The Cloudera docs state to only start the master on one node - yet, which machine is best chose for this? Coming from Mapreduce this would imply the namenode. But it's not made clear that's the right choice. Should it instead be one of the datanodes (in this case they are also the node managers and application masters for YARN, in other words the worker bees of the cluster)? Or maybe it should be the client machine from which jobs are launched through shell or submit?
The Apache cluster mode overview isn't much help either. I suppose that with Spark still being fresh and new, the doco has to catch up from a typical case of "this was totally obvious to the creators" for us mere mortals.
What makes this more confusing is that the 1.0 tarball from Apache is one large directory, as opposed to the RPMs which break the packages down.
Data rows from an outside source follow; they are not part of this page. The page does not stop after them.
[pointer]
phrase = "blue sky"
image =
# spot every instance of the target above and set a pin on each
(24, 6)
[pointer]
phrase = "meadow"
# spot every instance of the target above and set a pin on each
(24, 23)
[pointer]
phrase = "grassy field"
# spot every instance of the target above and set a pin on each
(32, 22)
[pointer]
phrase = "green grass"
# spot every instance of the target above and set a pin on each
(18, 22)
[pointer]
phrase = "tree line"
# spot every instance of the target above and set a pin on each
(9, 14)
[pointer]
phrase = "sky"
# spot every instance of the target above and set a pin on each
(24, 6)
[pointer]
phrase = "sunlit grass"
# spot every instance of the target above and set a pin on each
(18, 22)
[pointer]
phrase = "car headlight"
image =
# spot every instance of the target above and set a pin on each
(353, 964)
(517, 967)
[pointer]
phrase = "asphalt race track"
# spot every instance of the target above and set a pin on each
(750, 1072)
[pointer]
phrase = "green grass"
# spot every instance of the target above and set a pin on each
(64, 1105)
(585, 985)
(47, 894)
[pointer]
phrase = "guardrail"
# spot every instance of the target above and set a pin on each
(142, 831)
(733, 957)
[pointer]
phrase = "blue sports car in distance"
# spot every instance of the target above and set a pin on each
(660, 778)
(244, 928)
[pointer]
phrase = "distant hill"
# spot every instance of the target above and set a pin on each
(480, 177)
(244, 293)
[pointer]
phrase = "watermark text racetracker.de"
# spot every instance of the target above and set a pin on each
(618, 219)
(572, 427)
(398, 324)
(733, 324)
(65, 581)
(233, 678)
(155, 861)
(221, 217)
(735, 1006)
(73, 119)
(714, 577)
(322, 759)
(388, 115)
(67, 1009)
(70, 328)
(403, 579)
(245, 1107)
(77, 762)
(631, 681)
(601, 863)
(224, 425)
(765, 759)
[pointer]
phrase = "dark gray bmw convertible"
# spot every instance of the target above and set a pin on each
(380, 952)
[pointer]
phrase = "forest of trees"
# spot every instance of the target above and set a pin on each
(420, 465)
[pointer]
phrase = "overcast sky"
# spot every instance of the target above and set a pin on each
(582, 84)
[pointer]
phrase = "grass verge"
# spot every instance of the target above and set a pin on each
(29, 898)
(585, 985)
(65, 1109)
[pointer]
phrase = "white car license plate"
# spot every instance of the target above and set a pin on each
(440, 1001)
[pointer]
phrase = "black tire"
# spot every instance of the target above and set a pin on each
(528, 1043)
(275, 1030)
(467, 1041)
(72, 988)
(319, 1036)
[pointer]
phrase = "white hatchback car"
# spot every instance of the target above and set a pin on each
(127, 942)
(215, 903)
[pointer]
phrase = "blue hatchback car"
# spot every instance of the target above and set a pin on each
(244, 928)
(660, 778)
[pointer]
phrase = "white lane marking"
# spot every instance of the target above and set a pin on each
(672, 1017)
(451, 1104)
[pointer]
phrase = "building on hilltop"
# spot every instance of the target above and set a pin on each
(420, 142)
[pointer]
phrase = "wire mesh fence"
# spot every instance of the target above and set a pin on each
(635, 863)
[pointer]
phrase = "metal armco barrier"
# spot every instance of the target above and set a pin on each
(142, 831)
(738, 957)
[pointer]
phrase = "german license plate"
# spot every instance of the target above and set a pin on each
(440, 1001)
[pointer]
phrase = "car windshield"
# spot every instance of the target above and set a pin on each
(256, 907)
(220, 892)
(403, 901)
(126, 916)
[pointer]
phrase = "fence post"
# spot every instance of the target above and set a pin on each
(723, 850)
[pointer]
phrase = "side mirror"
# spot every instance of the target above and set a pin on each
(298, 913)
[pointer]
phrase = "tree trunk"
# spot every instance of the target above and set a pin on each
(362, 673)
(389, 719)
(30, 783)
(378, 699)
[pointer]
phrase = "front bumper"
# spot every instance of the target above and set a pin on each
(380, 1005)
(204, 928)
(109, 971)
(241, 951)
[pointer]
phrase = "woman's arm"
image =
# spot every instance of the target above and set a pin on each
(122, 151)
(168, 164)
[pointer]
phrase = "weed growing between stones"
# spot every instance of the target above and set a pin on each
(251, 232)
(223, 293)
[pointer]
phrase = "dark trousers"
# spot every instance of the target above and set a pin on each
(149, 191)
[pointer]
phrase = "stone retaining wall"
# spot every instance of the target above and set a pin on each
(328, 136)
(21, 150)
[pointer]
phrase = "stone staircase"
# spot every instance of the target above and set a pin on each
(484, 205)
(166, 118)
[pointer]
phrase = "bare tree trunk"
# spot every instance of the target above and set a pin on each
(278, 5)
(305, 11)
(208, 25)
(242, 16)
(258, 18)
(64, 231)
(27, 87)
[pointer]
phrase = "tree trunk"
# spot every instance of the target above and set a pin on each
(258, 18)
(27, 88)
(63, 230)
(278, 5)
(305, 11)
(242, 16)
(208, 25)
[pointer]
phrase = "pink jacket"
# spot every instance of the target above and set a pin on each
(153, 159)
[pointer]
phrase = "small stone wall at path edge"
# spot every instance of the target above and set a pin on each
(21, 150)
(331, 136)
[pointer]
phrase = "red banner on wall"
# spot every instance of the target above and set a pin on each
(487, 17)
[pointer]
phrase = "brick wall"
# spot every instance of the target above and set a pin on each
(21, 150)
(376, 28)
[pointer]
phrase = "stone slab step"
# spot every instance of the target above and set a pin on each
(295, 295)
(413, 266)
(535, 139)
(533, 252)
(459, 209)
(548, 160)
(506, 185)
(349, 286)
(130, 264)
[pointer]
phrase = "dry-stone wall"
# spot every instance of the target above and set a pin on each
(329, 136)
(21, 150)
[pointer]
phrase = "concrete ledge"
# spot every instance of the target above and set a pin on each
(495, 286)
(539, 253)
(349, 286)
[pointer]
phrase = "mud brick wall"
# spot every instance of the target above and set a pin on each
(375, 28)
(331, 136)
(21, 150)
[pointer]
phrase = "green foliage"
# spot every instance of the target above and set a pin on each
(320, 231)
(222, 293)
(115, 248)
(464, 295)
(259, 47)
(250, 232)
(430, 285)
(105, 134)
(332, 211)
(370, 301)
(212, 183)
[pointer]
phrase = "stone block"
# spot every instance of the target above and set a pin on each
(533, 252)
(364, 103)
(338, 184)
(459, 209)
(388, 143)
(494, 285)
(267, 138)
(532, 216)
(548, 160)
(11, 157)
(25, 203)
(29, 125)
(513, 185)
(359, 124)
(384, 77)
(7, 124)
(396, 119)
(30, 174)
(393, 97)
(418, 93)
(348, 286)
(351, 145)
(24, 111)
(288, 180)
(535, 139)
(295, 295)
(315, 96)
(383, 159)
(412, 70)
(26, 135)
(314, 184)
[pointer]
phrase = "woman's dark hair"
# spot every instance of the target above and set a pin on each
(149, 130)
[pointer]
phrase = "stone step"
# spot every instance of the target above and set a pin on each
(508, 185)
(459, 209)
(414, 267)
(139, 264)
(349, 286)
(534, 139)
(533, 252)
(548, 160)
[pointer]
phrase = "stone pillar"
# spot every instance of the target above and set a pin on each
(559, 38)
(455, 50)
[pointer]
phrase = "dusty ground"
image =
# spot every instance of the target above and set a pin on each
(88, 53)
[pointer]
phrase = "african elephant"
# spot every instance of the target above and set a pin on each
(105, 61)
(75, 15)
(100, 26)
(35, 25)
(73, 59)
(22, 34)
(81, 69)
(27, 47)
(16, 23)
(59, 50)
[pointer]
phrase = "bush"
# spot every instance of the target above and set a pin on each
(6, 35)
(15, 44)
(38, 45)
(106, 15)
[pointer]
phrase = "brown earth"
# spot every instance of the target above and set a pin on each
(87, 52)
I assume I could simply install the tarball on each and every machine on the cluster, from client to namenode/resource manager to datanode/node manager and just push out configuration settings to all, but that seems somewhat "sloppy".
In the end it would be great if it were clear enough to take the 1.0 source and create my own RPMs, aligned with the current 0.9 CDH5 packages and install them only where needed, but for that I need a better understanding of what goes where.
Any suggestions and pointers welcome!
Thanks!